3. Playing Video Games
Another example of CNN application is playing Atari games using one of our favorite topics at MLQ - Reinforcement Learning and CNNs. DeepMind published a paper that describes a:
DeepRL system which combines Deep Neural Networks with Reinforcement Learning at scale for the first time, and is able to master a diverse range of Atari 2600 games to superhuman level with only the raw pixels and score as inputs.
In this example, DeepMind used CNNs to teach artificially intelligent agents to play video games such as Atari breakout.
You can watch a great video from Two Minute Papers here that demonstrates the agent learning to play the game and discovering a game hack that even the algorithm developers didn't know existing.
4. Playing Board Games
The game of Go has long been viewed as the most challenging of classic games for artificial intelligence owing to its enormous search space and the difficulty of evaluating board positions and moves.
To win against the world's best Go player Lee Sedol, AlphaGo trained on 160,000 games recorded from top Go players, and then on 30 million more games it played against itself.
2. What are Convolutional Neural Networks?
In general, CNNs look at images and learn to identify spatial patterns such as shapes and colors. The shapes, colors, and anything else that distinguishes an image are called features.
A CNN can learn to identify these features and then can be used for image classification.
How do computers interpret images?
Images are interpreted by computers as an array.
This array consists of a grid of values, where each grid cell is called a pixel, and each pixel has a numerical value.
In one of the most famous databases in the deep learning world - the MNIST dataset, which contains grey-scale hand-written digits. Each image in this dataset is 28 by 28 pixels, so it is interpreted as a 28 x 28 array.
In a typical grey-scale image, white pixels have a value of 255, black pixels have a value of 0, and grey pixels fall somewhere in between. Color images have similar numerical representations for each pixel color.

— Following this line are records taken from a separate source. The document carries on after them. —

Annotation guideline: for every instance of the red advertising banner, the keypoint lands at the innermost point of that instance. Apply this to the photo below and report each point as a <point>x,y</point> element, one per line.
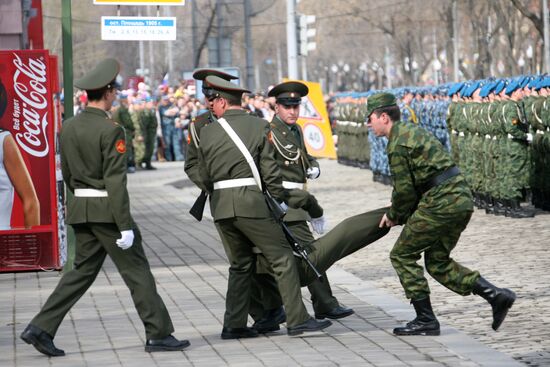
<point>28,189</point>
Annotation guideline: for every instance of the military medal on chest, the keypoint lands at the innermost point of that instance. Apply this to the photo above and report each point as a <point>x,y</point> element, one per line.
<point>289,152</point>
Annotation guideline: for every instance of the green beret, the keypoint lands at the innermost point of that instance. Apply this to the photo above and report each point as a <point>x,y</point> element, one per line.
<point>289,93</point>
<point>100,76</point>
<point>201,74</point>
<point>225,88</point>
<point>379,100</point>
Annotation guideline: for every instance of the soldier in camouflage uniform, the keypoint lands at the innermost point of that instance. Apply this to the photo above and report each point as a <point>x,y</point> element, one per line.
<point>123,117</point>
<point>149,124</point>
<point>516,179</point>
<point>139,141</point>
<point>431,198</point>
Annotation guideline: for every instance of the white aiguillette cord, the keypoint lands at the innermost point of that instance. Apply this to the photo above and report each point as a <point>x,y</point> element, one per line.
<point>239,143</point>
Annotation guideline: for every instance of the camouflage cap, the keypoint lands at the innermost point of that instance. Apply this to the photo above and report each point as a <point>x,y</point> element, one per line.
<point>380,100</point>
<point>289,93</point>
<point>103,74</point>
<point>224,88</point>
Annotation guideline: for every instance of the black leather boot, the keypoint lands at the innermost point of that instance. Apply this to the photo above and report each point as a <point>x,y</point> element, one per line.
<point>516,211</point>
<point>500,299</point>
<point>490,206</point>
<point>41,340</point>
<point>425,322</point>
<point>475,195</point>
<point>483,201</point>
<point>507,207</point>
<point>270,320</point>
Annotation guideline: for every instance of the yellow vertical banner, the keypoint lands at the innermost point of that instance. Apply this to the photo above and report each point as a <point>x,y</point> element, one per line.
<point>315,123</point>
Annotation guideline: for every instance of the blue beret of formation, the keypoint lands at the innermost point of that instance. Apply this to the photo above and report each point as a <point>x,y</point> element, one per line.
<point>500,86</point>
<point>525,81</point>
<point>455,88</point>
<point>512,86</point>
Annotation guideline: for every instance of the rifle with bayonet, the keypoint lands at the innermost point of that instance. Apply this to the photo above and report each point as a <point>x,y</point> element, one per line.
<point>279,213</point>
<point>198,207</point>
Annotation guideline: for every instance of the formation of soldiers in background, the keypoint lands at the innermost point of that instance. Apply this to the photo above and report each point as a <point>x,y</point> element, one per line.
<point>498,131</point>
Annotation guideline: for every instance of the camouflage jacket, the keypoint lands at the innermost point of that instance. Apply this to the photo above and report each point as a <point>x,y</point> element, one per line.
<point>416,157</point>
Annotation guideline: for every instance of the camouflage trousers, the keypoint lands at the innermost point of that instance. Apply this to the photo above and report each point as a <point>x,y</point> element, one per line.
<point>436,236</point>
<point>477,163</point>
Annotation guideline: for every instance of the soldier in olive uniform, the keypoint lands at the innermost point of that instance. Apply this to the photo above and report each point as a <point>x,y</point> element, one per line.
<point>149,124</point>
<point>123,117</point>
<point>296,167</point>
<point>431,198</point>
<point>265,298</point>
<point>241,213</point>
<point>93,163</point>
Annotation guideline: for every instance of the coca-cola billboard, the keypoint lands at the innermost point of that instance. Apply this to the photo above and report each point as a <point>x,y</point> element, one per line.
<point>27,180</point>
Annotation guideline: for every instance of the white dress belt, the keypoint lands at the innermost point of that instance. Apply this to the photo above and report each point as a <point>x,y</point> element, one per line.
<point>90,193</point>
<point>237,182</point>
<point>293,185</point>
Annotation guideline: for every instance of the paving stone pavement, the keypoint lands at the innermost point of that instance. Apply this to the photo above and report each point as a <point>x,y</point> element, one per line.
<point>190,267</point>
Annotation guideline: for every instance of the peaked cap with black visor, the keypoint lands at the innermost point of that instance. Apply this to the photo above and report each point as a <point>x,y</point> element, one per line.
<point>201,74</point>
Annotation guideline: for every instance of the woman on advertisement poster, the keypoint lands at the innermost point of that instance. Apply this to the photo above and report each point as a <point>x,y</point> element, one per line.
<point>14,175</point>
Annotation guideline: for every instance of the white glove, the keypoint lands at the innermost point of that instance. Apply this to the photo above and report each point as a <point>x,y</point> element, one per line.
<point>313,172</point>
<point>126,240</point>
<point>319,224</point>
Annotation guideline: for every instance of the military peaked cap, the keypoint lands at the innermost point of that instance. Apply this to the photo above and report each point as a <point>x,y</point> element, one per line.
<point>201,74</point>
<point>101,76</point>
<point>380,100</point>
<point>225,88</point>
<point>289,93</point>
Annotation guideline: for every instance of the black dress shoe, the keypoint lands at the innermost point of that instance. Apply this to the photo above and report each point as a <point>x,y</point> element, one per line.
<point>270,320</point>
<point>41,340</point>
<point>338,312</point>
<point>167,344</point>
<point>308,326</point>
<point>238,333</point>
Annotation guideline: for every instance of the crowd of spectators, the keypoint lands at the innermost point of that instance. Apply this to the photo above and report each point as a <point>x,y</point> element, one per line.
<point>174,108</point>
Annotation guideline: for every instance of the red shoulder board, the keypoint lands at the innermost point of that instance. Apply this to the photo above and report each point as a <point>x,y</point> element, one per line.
<point>120,146</point>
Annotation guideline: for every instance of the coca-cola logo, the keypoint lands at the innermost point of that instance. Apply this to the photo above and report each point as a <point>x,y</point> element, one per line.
<point>29,83</point>
<point>3,99</point>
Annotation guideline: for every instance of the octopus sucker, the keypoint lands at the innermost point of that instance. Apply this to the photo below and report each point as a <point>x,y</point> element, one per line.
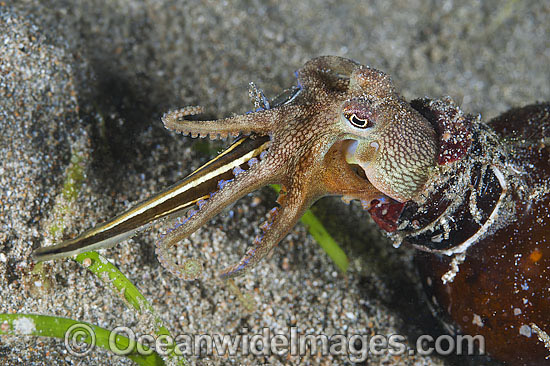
<point>301,140</point>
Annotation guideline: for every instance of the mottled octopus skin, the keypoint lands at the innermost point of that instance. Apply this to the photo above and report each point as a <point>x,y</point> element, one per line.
<point>344,130</point>
<point>312,143</point>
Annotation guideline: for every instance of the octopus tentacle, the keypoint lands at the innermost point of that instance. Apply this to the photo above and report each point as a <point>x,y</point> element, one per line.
<point>283,219</point>
<point>229,191</point>
<point>261,122</point>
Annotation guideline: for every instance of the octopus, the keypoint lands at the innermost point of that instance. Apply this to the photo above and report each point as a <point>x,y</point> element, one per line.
<point>344,130</point>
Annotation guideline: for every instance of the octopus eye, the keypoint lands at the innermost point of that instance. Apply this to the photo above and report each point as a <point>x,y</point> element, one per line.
<point>358,122</point>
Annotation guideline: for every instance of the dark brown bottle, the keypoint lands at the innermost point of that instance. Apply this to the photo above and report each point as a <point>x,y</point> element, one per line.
<point>483,227</point>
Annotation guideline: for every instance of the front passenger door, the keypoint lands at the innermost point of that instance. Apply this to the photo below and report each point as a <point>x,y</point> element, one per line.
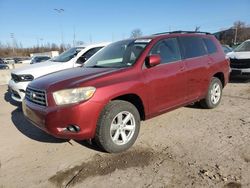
<point>167,81</point>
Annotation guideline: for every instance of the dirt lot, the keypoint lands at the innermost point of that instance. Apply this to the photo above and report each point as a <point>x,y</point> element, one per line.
<point>188,147</point>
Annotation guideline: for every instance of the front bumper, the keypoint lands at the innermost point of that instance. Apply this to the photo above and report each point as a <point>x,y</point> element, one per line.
<point>55,120</point>
<point>17,90</point>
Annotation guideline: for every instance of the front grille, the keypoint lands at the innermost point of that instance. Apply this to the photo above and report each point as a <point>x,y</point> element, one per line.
<point>36,96</point>
<point>15,77</point>
<point>240,63</point>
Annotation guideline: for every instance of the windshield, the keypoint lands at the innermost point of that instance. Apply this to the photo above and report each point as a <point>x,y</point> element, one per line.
<point>119,54</point>
<point>67,55</point>
<point>244,47</point>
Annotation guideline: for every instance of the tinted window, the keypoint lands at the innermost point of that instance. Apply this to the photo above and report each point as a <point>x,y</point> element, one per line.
<point>192,47</point>
<point>211,47</point>
<point>168,50</point>
<point>244,47</point>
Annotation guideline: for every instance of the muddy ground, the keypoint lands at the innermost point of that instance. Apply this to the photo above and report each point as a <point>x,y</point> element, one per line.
<point>188,147</point>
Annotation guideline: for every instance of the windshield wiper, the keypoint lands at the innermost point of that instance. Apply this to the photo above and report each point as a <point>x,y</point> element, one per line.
<point>96,66</point>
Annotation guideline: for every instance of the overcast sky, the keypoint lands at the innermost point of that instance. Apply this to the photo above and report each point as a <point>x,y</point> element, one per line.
<point>36,21</point>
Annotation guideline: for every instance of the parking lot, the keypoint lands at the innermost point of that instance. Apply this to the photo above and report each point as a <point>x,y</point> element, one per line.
<point>188,147</point>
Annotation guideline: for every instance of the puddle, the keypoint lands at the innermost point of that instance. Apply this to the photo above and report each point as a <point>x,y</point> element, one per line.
<point>103,165</point>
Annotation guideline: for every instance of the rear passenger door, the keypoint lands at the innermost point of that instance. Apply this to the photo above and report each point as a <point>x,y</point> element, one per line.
<point>167,81</point>
<point>197,65</point>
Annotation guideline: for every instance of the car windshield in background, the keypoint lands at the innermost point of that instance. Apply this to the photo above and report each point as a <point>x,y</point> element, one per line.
<point>244,47</point>
<point>67,55</point>
<point>119,54</point>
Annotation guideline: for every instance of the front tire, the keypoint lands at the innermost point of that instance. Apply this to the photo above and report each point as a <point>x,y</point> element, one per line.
<point>214,94</point>
<point>118,126</point>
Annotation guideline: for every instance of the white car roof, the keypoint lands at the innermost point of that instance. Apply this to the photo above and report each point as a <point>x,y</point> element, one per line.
<point>93,45</point>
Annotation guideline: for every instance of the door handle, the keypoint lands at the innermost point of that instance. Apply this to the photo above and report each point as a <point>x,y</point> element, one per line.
<point>182,68</point>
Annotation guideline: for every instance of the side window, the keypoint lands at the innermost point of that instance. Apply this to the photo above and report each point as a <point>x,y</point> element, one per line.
<point>168,50</point>
<point>192,47</point>
<point>87,55</point>
<point>211,47</point>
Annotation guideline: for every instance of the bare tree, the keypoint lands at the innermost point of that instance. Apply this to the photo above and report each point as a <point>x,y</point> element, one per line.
<point>136,33</point>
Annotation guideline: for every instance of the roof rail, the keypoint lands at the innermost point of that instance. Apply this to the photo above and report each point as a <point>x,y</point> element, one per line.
<point>180,31</point>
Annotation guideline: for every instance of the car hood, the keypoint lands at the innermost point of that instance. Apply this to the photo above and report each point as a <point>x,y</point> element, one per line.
<point>69,78</point>
<point>41,69</point>
<point>239,55</point>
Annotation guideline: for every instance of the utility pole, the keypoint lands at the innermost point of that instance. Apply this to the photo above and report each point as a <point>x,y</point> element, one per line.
<point>235,36</point>
<point>60,11</point>
<point>74,37</point>
<point>13,42</point>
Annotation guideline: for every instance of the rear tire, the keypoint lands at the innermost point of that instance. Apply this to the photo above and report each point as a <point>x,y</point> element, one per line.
<point>214,94</point>
<point>118,126</point>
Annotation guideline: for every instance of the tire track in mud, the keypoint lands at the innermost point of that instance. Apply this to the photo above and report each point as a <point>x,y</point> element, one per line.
<point>101,165</point>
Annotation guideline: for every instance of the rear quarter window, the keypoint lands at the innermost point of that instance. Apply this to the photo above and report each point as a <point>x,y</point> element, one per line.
<point>192,47</point>
<point>211,47</point>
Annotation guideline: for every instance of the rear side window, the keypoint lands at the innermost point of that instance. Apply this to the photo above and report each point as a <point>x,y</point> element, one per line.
<point>211,47</point>
<point>192,47</point>
<point>168,50</point>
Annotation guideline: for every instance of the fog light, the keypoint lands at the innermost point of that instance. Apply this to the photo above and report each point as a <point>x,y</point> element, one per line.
<point>73,128</point>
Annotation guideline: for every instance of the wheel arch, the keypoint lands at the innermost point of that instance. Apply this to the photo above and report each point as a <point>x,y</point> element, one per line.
<point>135,100</point>
<point>221,77</point>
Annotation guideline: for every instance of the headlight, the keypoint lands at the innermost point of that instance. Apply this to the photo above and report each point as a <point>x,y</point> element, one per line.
<point>69,96</point>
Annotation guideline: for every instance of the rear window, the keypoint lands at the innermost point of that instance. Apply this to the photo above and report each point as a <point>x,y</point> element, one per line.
<point>192,47</point>
<point>211,47</point>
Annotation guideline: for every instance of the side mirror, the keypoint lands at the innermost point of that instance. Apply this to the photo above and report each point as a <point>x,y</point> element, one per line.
<point>81,60</point>
<point>153,60</point>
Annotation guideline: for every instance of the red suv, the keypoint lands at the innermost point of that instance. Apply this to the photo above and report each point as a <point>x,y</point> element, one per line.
<point>126,82</point>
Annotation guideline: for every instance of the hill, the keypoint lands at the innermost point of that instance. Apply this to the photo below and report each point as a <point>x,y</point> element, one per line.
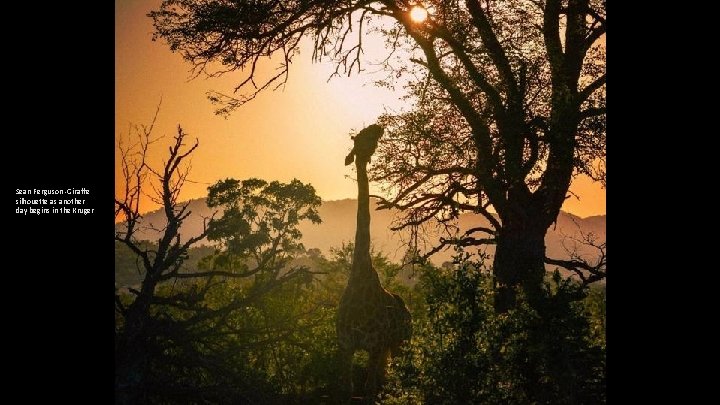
<point>338,226</point>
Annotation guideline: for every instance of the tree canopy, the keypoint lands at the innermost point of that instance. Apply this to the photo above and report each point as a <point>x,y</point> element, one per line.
<point>509,100</point>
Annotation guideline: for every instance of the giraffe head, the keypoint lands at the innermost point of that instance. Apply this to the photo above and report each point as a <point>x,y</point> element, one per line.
<point>365,144</point>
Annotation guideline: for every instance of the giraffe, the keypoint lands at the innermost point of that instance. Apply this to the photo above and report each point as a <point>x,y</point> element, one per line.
<point>369,317</point>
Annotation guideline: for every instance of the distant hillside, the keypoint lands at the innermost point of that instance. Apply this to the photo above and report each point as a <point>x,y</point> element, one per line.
<point>338,226</point>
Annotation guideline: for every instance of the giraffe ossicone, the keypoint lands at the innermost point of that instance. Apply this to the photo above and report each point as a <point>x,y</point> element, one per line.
<point>369,317</point>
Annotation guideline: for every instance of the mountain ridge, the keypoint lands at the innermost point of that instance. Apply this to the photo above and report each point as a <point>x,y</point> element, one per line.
<point>338,227</point>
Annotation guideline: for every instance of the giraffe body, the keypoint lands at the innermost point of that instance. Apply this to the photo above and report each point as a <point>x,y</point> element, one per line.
<point>369,318</point>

Normalization is an important step in pre-processing our data.
The reason that we want normalized pixel values is that neural networks rely on gradient calculations.
Neural networks are essentially trying to determine how important, or how weighted, a certain pixel should be in determining the class of an image.
Normalizing the pixel values helps the gradient calculations stay consistent.
3. Image Classification
Now that we have normalized our data, how can we go about classifying the images?
One way to do this is with a Multilayer perceptron (MLP).
MLPs only take vectors as inputs, so to use them we have to first convert our image array into a vector. This process is referred to as flattening.
MLP Structure & Class Scores
After normalizing our data, we create a neural network for discovering patterns in the data.
After training, our model should be able to look at new images (i.e. unseen data) and classify the images. The unseen data is referred to as our test data.
As we mentioned the images are 28 x 28, so there should be 784 entries in the first input layer of our neural network.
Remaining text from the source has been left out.